According to a U. S. panel, many of the thousands of troops who suffer head injuries stand higher risk of depression, dementia and stress disorders, problems which often go undiagnosed. The report released today by the Academy's Institute of Medicine articulated that serious brain injuries account for 22 % of the U. S. casualties in the Iraq and Afghanistan wars which have resulted in 5,500 wounded from the military. This rate is almost double what was seen in the Vietnam War due to the increasing power of enemy attacks as well as stronger body armor and better medical care that keep more soldiers alive.
"It's a good news-bad news situation," said George W. Rutherford, a University of California, San Francisco, epidemiologist who led the panel. "I don't think we really knew how big a hole in scientific knowledge there is about blast-induced brain injuries. Because these kinds of blasts are survivable now where in the past they haven't been, it's a whole new spectrum of disease that the modern military has never really had to deal with before."
The report, paid for by the U. S. Veterans Affairs Department, reviewed 1,900 previous studies of brain trauma and found a link between moderate and severe injuries and rising depression, memory loss, aggression, Parkinson's-like tremors and social problems that hinder employment.
That "confirms what we in the community have long known -- that we're really still behind the curve on this," said Paul Rieckhoff, executive director of Iraq and Afghanistan Veterans of America, a New York-based group. "This research, the urgency, it should have been happening in 2004, not 2008," he added.

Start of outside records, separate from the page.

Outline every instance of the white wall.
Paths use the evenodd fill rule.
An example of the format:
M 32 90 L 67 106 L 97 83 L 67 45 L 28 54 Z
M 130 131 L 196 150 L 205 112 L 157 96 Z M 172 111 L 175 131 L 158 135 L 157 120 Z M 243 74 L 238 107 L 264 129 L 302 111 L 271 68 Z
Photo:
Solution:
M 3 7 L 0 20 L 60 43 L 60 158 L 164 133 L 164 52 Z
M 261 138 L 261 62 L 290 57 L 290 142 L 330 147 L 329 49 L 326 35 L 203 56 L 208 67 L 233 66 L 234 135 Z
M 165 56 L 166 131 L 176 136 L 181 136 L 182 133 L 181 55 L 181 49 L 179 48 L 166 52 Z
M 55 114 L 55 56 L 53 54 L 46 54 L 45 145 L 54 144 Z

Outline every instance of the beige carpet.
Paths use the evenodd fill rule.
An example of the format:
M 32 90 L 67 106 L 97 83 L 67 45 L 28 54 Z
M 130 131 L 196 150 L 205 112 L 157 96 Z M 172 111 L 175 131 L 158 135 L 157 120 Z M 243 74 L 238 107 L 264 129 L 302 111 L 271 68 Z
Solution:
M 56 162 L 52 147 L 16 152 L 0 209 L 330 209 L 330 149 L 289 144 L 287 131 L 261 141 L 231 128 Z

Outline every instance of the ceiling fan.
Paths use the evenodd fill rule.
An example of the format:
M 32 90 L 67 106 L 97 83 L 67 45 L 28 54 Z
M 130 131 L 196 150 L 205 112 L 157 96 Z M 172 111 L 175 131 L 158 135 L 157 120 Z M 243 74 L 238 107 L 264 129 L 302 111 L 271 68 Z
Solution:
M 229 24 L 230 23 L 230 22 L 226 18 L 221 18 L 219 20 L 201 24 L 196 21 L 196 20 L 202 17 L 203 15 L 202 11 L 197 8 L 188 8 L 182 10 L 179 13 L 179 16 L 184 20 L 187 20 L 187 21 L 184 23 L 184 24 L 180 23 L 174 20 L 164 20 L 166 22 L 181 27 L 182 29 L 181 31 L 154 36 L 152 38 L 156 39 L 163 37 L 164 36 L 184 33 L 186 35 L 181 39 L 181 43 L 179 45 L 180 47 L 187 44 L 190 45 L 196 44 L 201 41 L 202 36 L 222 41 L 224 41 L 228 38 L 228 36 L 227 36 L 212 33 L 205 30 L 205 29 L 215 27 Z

"If you have a gunshot wound to some specific part of your brain, I can tell you the consequences," Rutherford said. But with blast concussions, it's not even possible to say "if you have six of these, are you six times more likely to have something bad happen to you than if you've had one?"
Traumatic brain injury, or TBI, is a signature injury of the Iraq war with many of them with damage hidden inside the skull which is caused by an explosion's pressure wave. Though there is no outward injury, the severity can range from mild concussion to severe injury and as its not apparent many do not seek medical care for it. Returning soldiers have reported headaches, dizziness, memory loss, confusion, irritability, insomnia and depression and the military has said most of these recover with treatment. The report recommends that every soldier exposed to a blast, even a low-intensity one, be screened for TBI. They have also said that everyone should get a pre- and post-deployment brain-function test and the military has begun those steps.
The VA said it would consider the recommendations, and it has 60 days to decide if those long-term disorders will be presumed linked to brain-injured veterans' military service.